Dissonance is a shade different from denial, which is the outright rejection of proven or provable fact. Holocaust deniers will insist it never happened; other neo-Nazis will say it did, but that the Jews brought it upon themselves, or that Hitler wasn’t to blame for the genocide. 

This is the stuff that conspiracies and conspiracy theories are made of—a little truth here and a little truth there, interwoven by threads of fanciful fabrications to create some semblance of alternative logic. Spun imaginatively and cast widely enough, this web of lies can begin to acquire the sheen of truth, or what passes for it among its believers.

Are those believers stupid or crazy? Not necessarily. An interesting paper by the psychologist Andrea Kohn Maikovich argues that terrorists aren’t simply the hate-filled loonies they’re often pictured to be. Rather, recruits go through a radicalization process during which they negotiate between their personal predisposition not to commit violence and the collective pressure to do more than carry placards on the street. When the dissonance hits its peak, some leave; those who stay have found a way to convince themselves that violence is good and necessary.

Writing for the Atlantic Monthly on “The Role of Cognitive Dissonance in the Pandemic,” Elliot Aronson and Carol Tavris note that “When people feel a strong connection to a political party, leader, ideology, or belief, they are more likely to let that allegiance do their thinking for them and distort or ignore the evidence that challenges those loyalties. The social psychologist Lee Ross, in laboratory experiments designed to find ways to reduce the bitter conflict between Israelis and Palestinians, took peace proposals created by Israeli negotiators, labeled them as Palestinian proposals, and asked Israeli citizens to judge them. ‘The Israelis liked the Palestinian proposal attributed to Israel more than they liked the Israeli proposal attributed to the Palestinians,’ he told us.”

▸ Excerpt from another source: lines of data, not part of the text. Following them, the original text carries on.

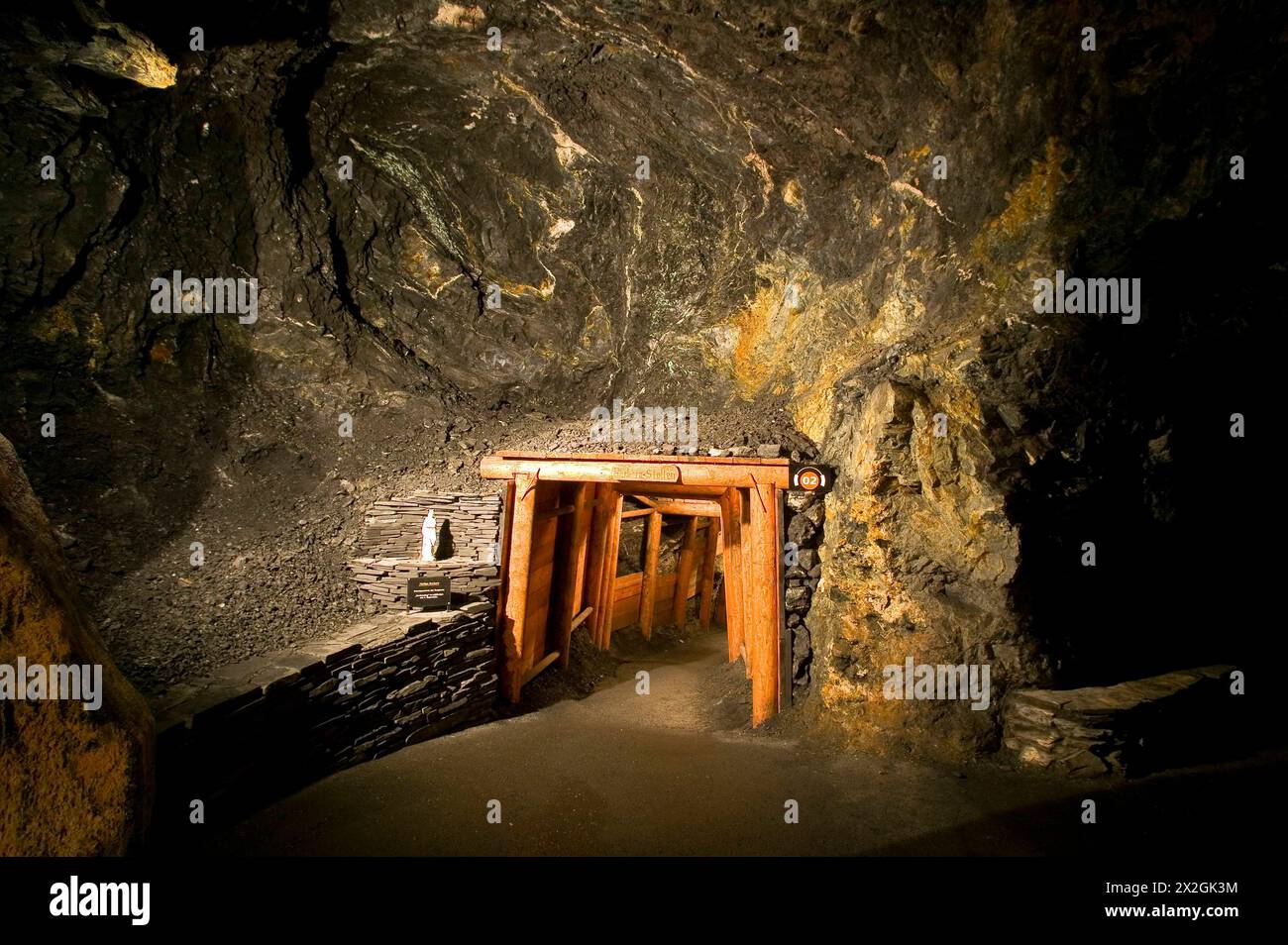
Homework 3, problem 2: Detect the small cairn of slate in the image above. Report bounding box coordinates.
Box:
[1002,666,1239,778]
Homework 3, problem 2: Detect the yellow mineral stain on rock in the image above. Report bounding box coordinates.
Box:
[31,305,80,344]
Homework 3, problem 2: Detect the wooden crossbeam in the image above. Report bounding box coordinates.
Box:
[640,512,662,640]
[631,493,720,519]
[671,517,698,627]
[480,456,789,488]
[557,482,593,669]
[747,485,781,726]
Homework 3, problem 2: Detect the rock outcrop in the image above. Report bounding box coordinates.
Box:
[0,437,155,856]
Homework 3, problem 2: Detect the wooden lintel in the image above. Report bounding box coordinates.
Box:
[537,504,576,520]
[480,455,789,488]
[698,517,718,630]
[640,512,662,640]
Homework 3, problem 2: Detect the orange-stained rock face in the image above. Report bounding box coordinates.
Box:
[0,437,154,856]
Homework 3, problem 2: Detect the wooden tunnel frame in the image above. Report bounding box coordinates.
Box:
[481,452,791,725]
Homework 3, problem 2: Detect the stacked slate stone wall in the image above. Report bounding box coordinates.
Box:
[154,602,497,841]
[362,489,501,564]
[783,491,824,699]
[349,490,501,610]
[349,558,501,610]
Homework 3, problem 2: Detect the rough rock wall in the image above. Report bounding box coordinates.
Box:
[0,0,1285,755]
[0,437,154,856]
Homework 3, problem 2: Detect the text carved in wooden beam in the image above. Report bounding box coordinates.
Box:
[407,577,452,610]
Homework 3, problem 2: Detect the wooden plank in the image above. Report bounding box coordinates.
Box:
[496,481,514,643]
[523,650,559,686]
[613,573,697,630]
[671,519,698,627]
[774,489,793,712]
[523,480,561,672]
[480,456,789,488]
[640,512,662,640]
[480,456,680,482]
[734,489,756,680]
[501,473,537,701]
[747,486,780,726]
[559,482,595,669]
[584,484,615,646]
[698,525,720,630]
[537,504,576,519]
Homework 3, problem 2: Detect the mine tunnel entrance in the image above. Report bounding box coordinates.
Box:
[481,454,791,725]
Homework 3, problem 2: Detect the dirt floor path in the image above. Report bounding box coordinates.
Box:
[211,633,1285,855]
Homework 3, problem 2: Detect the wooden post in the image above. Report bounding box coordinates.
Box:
[698,519,720,630]
[747,485,781,726]
[558,482,593,669]
[597,489,625,650]
[585,484,613,646]
[640,512,662,640]
[502,472,537,703]
[671,516,698,628]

In this context, it isn’t hard to see why pro-Marcos narratives can seem so compelling to many Filipinos, despite the clear and documented evidence of ill-gotten wealth (let’s say it plainly: theft), brutality, deception, and other abuses of power during the martial law years. They’re rich and powerful—which we all want to be—so they must have done something right.

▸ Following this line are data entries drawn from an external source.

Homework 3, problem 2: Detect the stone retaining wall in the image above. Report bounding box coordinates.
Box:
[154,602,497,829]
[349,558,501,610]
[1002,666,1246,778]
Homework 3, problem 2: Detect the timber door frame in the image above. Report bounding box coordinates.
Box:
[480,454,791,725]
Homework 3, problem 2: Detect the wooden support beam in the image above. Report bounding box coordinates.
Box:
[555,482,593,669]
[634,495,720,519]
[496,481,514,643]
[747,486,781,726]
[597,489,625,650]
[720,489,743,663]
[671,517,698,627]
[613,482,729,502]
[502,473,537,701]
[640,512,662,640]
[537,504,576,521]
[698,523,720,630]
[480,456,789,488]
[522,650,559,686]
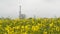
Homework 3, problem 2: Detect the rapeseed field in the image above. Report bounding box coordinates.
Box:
[0,18,60,34]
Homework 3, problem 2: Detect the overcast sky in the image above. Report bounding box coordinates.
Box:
[0,0,60,17]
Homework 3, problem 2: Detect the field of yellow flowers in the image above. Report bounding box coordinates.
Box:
[0,18,60,34]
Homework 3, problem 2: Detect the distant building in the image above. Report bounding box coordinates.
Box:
[19,6,26,19]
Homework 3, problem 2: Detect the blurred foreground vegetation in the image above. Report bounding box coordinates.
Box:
[0,18,60,34]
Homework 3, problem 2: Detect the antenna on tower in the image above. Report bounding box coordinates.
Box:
[19,5,21,18]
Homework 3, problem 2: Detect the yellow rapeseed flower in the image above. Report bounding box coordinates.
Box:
[32,26,39,31]
[49,23,53,27]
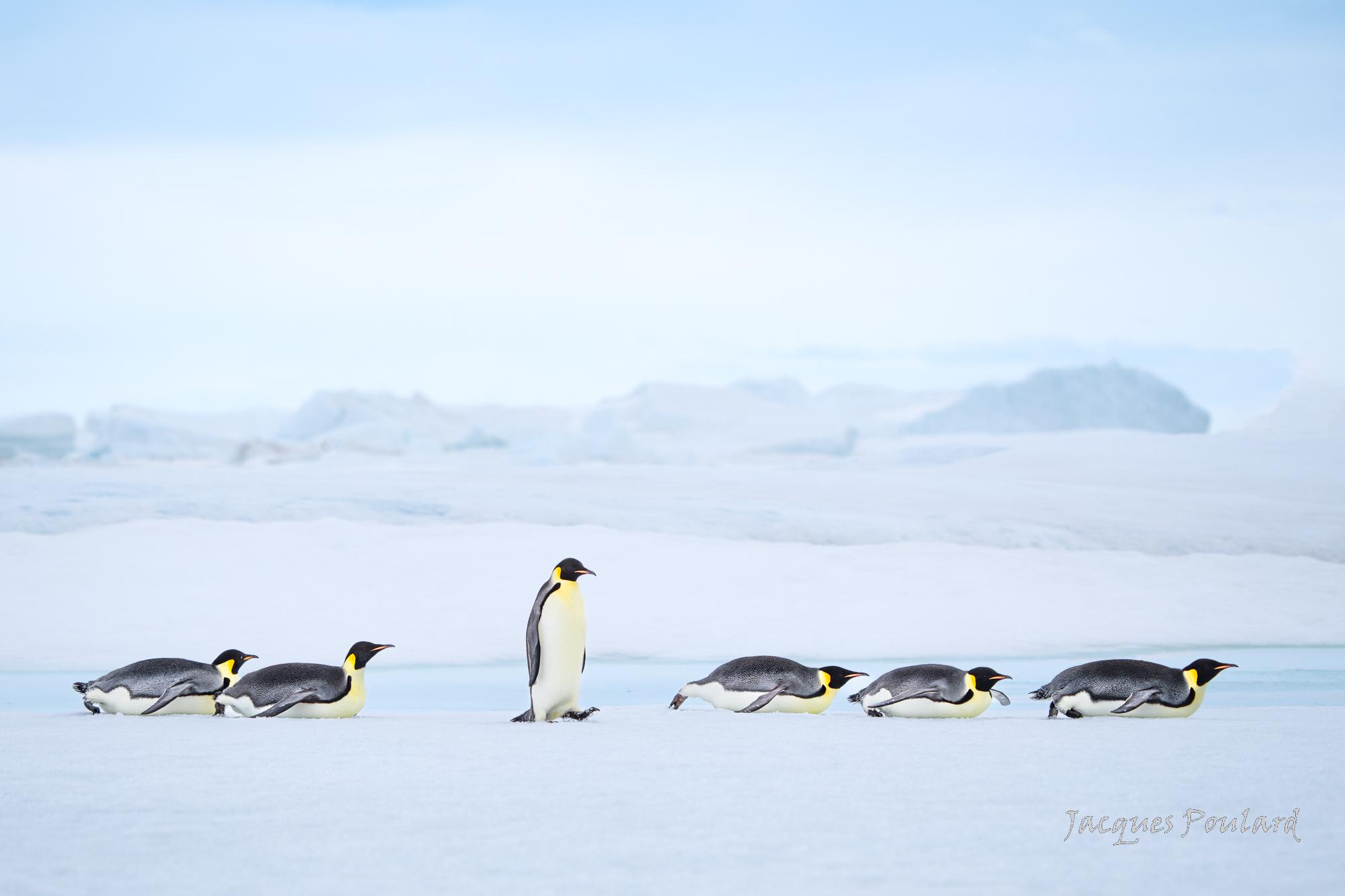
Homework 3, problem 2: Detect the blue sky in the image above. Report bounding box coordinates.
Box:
[0,1,1345,413]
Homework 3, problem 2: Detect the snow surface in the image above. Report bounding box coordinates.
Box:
[0,383,1345,896]
[0,432,1345,554]
[0,520,1345,669]
[13,364,1232,464]
[0,697,1345,896]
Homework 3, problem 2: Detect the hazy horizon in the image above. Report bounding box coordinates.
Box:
[0,1,1345,413]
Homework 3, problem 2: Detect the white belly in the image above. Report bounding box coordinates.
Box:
[1056,688,1205,719]
[679,681,837,713]
[219,669,367,719]
[859,688,990,719]
[85,688,215,716]
[533,583,588,721]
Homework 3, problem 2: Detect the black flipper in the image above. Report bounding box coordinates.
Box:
[140,681,191,716]
[738,685,784,713]
[254,688,317,719]
[523,579,560,688]
[1111,688,1163,716]
[869,688,940,709]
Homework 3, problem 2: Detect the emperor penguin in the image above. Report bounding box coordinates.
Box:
[668,657,868,713]
[71,650,257,716]
[511,557,597,721]
[215,641,393,719]
[1032,659,1237,719]
[850,663,1011,719]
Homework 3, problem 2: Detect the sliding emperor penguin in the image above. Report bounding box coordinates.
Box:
[215,641,393,719]
[71,650,257,716]
[512,557,597,721]
[668,648,866,713]
[1032,659,1237,719]
[850,663,1010,719]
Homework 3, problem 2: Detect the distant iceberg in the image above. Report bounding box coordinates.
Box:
[0,414,75,460]
[904,363,1209,433]
[79,405,284,460]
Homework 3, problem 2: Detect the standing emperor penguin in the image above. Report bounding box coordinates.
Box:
[512,557,597,721]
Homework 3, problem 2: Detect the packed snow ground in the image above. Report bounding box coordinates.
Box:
[0,432,1345,564]
[0,520,1345,669]
[0,705,1345,896]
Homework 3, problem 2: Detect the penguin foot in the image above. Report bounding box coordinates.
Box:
[565,706,600,721]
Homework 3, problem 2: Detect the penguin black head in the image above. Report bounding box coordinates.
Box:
[967,666,1013,690]
[822,666,869,690]
[210,650,257,676]
[553,557,597,581]
[346,641,397,669]
[1182,659,1237,686]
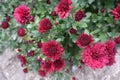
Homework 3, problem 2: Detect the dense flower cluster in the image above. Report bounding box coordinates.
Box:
[76,33,93,48]
[38,18,52,34]
[55,0,72,19]
[111,4,120,20]
[0,0,120,80]
[14,4,31,24]
[82,40,117,69]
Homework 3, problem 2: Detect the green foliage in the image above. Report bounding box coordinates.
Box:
[0,0,120,80]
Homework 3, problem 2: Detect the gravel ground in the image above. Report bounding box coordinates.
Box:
[0,49,120,80]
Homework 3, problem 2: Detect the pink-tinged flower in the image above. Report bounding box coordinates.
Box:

People who are already rich don’t steal; it wasn’t FM Sr. who committed martial law’s excesses, but his administrators; EDSA 1 was nothing but a CIA operation; Imelda was never imprisoned, so she can’t be guilty of any charges thrown at her; the younger Marcoses knew nothing about what was going on, and so will be different from their parents; if the Marcoses were bad, the Aquinos and Lopezes are worse; et cetera. If you feel comfortable with any of these ideas, then you’ve made your own kind of sense of the past, even if you may not even have been there.

Of course, I have my own set of stubborn core beliefs and dissonances as well. I keep holding on to the idea that Filipinos are worth dying for, only to be disappointed by the way many of us choose our leaders. I believe in democracy, but I feel frustrated when it’s gamed by people who obviously don’t care much about it. 

According to cognitive dissonance theory, something has to give: your cherished notions, or the hard truth. It seems much easier just to give up hope, but there’s no real comfort nor resolution in that, either.